[Date Prev][Date Next][Thread Prev][Thread Next][Date Index][Thread Index]

Re: [Fwd: Documentation for backslash encoding of String metadata]



I think we are talking about different things.
I am pretty sure that that the things I described were a direct result of changing from netCDF-java 2.2.22 to netCDF-java 4.0. I ran my unit tests with 2.2.22, changed to 4.0, re-ran the tests and saw the difference that I reported.

I don't see how what I saw could have been something that changed in 1993. Perhaps you are talking about things in the C-based code and I am talking about the java-based code and the NCdump Java class.

Thanks for looking at it though.

Russ Rew wrote:
Bob,

I'm working on switching to netCDF-java 4.0. Sorry for the delay.

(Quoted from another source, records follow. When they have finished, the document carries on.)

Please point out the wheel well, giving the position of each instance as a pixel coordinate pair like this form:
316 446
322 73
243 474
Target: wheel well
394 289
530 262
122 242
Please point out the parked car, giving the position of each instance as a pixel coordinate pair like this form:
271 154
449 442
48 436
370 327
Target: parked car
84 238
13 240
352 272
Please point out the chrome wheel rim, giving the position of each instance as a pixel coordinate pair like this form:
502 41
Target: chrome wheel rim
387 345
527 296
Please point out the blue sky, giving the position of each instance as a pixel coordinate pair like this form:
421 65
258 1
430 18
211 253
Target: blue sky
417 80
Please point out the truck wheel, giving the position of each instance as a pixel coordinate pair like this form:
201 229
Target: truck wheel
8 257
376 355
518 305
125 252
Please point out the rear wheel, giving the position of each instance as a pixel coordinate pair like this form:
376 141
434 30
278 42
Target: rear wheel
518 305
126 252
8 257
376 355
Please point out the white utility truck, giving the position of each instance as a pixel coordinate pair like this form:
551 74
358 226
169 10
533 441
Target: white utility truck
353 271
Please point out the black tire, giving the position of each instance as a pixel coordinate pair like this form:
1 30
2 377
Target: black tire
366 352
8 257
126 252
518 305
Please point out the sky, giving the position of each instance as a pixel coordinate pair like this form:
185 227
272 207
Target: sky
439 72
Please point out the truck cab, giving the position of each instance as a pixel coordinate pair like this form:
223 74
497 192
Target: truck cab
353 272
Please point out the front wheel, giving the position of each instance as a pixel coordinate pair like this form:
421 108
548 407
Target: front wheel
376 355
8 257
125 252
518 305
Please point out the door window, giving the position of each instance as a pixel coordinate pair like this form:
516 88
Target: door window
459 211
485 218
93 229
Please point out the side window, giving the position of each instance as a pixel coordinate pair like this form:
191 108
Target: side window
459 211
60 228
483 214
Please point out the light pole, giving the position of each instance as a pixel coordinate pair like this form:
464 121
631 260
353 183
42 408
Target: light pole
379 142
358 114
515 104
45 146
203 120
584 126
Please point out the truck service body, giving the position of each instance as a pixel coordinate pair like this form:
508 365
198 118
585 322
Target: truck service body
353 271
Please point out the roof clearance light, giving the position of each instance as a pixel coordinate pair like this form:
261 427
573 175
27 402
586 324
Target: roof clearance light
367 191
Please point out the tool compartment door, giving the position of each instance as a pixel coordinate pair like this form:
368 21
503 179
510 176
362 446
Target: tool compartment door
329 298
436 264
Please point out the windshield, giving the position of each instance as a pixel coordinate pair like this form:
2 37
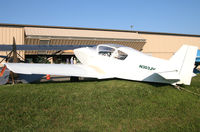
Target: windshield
105 50
112 52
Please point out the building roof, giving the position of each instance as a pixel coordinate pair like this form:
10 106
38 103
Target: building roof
97 29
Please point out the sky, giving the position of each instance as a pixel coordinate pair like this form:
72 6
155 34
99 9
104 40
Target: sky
172 16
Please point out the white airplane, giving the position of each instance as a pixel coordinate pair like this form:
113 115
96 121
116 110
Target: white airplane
116 61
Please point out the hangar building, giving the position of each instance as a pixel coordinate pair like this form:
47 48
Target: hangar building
162 45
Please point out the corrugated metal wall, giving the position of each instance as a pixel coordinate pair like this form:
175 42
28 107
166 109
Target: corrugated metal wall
7 34
134 44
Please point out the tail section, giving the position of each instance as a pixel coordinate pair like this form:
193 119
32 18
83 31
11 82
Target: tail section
184 60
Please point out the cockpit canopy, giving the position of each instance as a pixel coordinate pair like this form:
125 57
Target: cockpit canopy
112 50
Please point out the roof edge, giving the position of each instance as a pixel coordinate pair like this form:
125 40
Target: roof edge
97 29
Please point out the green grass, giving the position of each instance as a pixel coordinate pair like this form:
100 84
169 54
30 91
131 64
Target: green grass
109 105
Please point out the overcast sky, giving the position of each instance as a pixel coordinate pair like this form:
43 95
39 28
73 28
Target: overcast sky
173 16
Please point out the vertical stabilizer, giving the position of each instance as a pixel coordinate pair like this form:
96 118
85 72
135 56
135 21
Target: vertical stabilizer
184 60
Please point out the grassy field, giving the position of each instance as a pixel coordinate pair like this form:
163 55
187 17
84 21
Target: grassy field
108 105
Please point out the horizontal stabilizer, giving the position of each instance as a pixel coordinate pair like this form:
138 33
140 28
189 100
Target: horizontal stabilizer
170 75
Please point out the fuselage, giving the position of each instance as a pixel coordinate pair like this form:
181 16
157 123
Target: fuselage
123 62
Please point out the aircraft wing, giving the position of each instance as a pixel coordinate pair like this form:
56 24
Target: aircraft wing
77 70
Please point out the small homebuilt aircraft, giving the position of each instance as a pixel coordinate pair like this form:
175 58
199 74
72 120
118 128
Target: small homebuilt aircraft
116 61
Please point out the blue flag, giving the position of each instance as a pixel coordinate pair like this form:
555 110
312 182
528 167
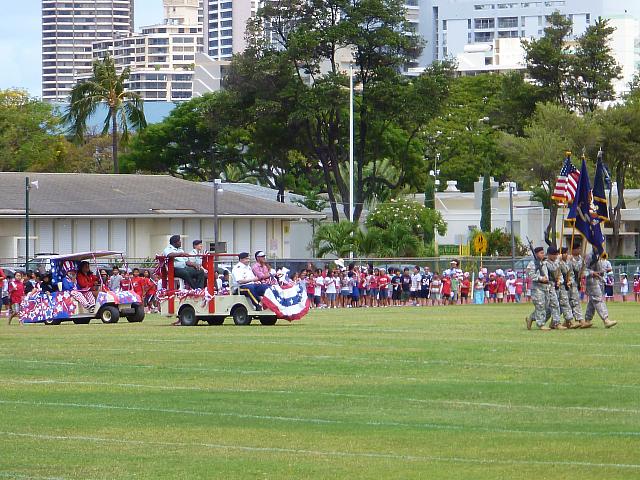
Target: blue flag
584 212
600 182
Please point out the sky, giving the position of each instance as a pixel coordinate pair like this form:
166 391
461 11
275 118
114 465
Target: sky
20 37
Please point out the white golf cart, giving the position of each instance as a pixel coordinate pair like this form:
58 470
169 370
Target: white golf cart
193 305
54 308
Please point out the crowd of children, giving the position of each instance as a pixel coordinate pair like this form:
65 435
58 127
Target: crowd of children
339 287
16 286
369 286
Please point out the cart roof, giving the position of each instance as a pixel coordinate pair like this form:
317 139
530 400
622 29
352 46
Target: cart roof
85 255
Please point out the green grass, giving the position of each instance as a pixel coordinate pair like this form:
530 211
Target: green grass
460 392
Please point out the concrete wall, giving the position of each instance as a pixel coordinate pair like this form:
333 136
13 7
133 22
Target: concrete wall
142 237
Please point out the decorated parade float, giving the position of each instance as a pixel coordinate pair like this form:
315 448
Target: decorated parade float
69 303
213 304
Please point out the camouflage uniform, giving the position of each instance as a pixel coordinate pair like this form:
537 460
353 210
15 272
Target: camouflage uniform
538 291
575 272
552 305
563 291
594 288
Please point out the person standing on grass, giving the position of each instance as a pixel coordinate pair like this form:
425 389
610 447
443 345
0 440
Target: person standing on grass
537 272
465 288
594 272
16 295
624 286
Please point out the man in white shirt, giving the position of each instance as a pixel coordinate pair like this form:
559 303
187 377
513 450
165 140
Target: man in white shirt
248 284
192 277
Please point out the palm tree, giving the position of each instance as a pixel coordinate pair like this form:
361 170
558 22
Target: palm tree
105 86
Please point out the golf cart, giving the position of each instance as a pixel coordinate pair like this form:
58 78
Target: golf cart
54 308
193 305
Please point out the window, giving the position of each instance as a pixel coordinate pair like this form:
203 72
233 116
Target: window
484 23
483 36
508 22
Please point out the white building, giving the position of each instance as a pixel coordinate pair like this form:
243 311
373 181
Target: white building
478 33
137 214
225 24
68 32
162 57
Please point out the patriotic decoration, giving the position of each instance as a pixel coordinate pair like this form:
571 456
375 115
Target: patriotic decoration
600 182
182 295
567 183
585 213
288 302
38 307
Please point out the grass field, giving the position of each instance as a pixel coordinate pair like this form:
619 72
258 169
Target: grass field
399 393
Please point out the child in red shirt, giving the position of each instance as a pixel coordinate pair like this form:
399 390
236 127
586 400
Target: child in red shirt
16 295
446 290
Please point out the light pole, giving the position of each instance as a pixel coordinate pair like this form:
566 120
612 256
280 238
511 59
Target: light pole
27 187
351 213
513 237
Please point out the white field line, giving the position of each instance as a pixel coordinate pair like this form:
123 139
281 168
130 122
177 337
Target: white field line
276 371
329 453
16 475
325 421
364 359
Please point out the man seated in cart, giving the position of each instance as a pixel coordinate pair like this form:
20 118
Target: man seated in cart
247 282
70 284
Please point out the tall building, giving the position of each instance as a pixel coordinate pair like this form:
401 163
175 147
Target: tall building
485 34
162 57
69 29
225 23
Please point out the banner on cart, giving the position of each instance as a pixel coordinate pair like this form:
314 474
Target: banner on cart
289 302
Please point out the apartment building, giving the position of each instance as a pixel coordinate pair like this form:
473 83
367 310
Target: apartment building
69 28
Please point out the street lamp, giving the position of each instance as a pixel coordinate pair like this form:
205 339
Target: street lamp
351 213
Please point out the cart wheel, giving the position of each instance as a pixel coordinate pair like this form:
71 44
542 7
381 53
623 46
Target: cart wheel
240 315
187 316
109 314
268 320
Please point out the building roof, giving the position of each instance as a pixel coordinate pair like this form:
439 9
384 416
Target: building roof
81 194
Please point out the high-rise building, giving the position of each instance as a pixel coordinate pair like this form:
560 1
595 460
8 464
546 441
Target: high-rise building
225 24
162 57
485 35
69 28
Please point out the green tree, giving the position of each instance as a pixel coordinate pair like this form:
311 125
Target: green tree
548 59
336 238
105 86
536 158
593 68
620 126
29 131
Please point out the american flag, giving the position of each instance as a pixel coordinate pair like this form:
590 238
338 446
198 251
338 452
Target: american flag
567 183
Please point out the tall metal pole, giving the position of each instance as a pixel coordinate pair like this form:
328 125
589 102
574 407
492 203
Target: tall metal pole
215 227
26 223
351 205
513 237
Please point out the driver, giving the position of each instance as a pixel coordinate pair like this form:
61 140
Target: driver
69 284
247 282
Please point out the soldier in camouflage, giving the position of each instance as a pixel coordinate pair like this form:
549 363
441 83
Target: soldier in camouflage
555 276
563 287
576 271
595 272
537 272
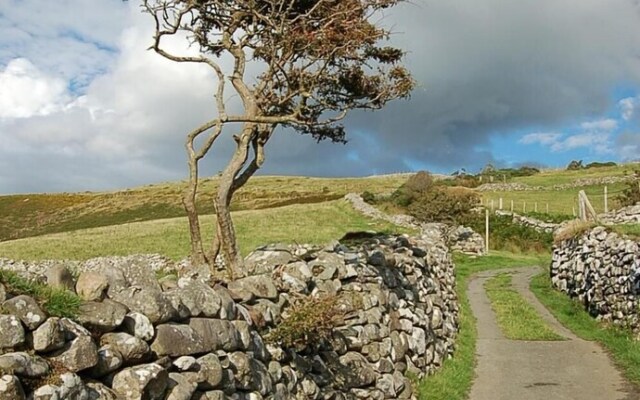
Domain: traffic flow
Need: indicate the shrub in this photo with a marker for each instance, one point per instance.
(575, 165)
(56, 302)
(309, 322)
(368, 197)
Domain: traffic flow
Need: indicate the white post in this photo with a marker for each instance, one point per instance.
(486, 232)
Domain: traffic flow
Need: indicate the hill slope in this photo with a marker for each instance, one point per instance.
(37, 214)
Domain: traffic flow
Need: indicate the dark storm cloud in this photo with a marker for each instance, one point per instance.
(484, 68)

With netCDF-java 4.0, there seems to have been a change in the way
special characters are encoded in attribute values and when they appear
in ncdump.

I couldn't find a mention of this at
http://www.unidata.ucar.edu/software/netcdf-java/v4.0/CHANGES
or documentation at
http://www.unidata.ucar.edu/software/netcdf-java/v4.0/javadoc/index.html
or
http://www.unidata.ucar.edu/software/netcdf/docs/netcdf.html

Are the details documented somewhere?
As far as I know, we haven't changed the way special characters are
encoded in attribute values in the C-based interfaces.  I may have
overlooked something, but could you give me an example of an attribute
value that's displayed differently by ncdump in netCDF-4 than it was by
a previous version of ncdump?
Yes, if I use NCdump.print in netcdfJava 2.2.22 (and previous), characters like ' " and newline exist as single characters. (Actually, the " was troublesome because the entire String attribute was displayed with " at the beginning and end -- it should have been encoded.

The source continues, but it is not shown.